How to lemmatise a dataframe column Python


How can lemmatise a dataframe column. CSV file "train.csv" looks like this

id  tweet
1   retweet if you agree
2   happy birthday your majesty
3   essential oils are not made of chemicals

I performed the following

import pandas as pd
from nltk.tokenize import TweetTokenizer
from nltk.corpus import stopwords
from nltk.stem.wordnet import WordNetLemmatizer

train_data = pd.read_csv('train.csv', error_bad_lines=False)
print(train_data)

# Removing stop words
stop = stopwords.words('english')
test = pd.DataFrame(train_data['tweet'])
test.columns = ['tweet']

test['tweet_without_stopwords'] = test['tweet'].apply(lambda x: ' '.join([word for word in x.split() if word not in (stop)]))
print(test['tweet_without_stopwords'])

# TOKENIZATION
tt = TweetTokenizer()
test['tokenised_tweet'] = test['tweet_without_stopwords'].apply(tt.tokenize)
print(test)

output:

0 retweet if you agree ... [retweet, agree]
1 happy birthday your majesty ... [happy, birthday, majesty]
2 essential oils are not made of chemicals ... [essential, oils, made, chemicals]

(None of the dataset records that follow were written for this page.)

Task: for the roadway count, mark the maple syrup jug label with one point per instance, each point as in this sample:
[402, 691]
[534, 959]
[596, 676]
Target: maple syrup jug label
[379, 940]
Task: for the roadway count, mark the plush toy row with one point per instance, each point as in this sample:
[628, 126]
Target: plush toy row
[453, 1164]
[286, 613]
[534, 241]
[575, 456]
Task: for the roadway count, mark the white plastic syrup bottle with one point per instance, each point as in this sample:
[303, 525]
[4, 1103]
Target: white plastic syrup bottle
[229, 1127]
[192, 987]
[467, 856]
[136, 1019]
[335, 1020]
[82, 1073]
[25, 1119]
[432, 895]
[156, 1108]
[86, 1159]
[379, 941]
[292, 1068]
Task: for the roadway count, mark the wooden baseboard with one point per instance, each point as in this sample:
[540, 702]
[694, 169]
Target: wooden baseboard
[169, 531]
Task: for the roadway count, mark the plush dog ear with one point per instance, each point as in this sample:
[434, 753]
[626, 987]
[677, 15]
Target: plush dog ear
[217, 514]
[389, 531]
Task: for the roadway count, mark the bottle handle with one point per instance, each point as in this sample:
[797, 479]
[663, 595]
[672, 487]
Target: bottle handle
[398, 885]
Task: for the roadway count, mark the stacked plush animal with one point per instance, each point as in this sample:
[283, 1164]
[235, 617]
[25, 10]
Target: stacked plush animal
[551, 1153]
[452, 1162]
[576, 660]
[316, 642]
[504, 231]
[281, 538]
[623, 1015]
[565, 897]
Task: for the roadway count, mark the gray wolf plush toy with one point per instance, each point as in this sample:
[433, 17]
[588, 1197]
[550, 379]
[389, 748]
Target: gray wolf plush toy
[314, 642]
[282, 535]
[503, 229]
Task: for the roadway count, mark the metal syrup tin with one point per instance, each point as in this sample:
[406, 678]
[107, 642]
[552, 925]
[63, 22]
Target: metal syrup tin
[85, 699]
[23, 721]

I tried the following to lemmatise but I'm getting this error TypeError: unhashable type: 'list'


lmtzr = WordNetLemmatizer()
lemmatized = [[lmtzr.lemmatize(word) for word in test['tokenised_tweet']]]
print(lemmatized)


Solution

  • I would do the calculation on the dataframe itself:

    changing:

    lmtzr = WordNetLemmatizer()
    lemmatized = [[lmtzr.lemmatize(word) for word in test['tokenised_tweet']]]
    print(lemmatized)
    
    lmtzr = WordNetLemmatizer()
    test['lemmatize'] = test['tokenised_tweet'].apply(
                        lambda lst:[lmtzr.lemmatize(word) for word in lst])
    

    full code:

    from io import StringIO
    import pandas as pd
    data=StringIO(
    """id;tweet
    1;retweet if you agree
    2;happy birthday your majesty
    3;essential oils are not made of chemicals"""
    )
    test = pd.read_csv(data,sep=";")
    
    import pandas as pd
    from nltk.tokenize import TweetTokenizer
    from nltk.corpus import stopwords
    from nltk.stem.wordnet import WordNetLemmatizer
    
    # Removing stop words
    stop = stopwords.words('english')
    
    test['tweet_without_stopwords'] = test['tweet'].apply(lambda x: ' '.join([word for word in x.split() if word not in (stop)]))
    print(test['tweet_without_stopwords'])
    
    # TOKENIZATION
    tt = TweetTokenizer()
    test['tokenised_tweet'] = test['tweet_without_stopwords'].apply(tt.tokenize)
    print(test)
    
    lmtzr = WordNetLemmatizer()
    test['lemmatize'] = test['tokenised_tweet'].apply(
                        lambda lst:[lmtzr.lemmatize(word) for word in lst])
    print(test['lemmatize'])
    

    output

    0                    [retweet, agree]
    1          [happy, birthday, majesty]
    2    [essential, oil, made, chemical]
    Name: lemmatize, dtype: object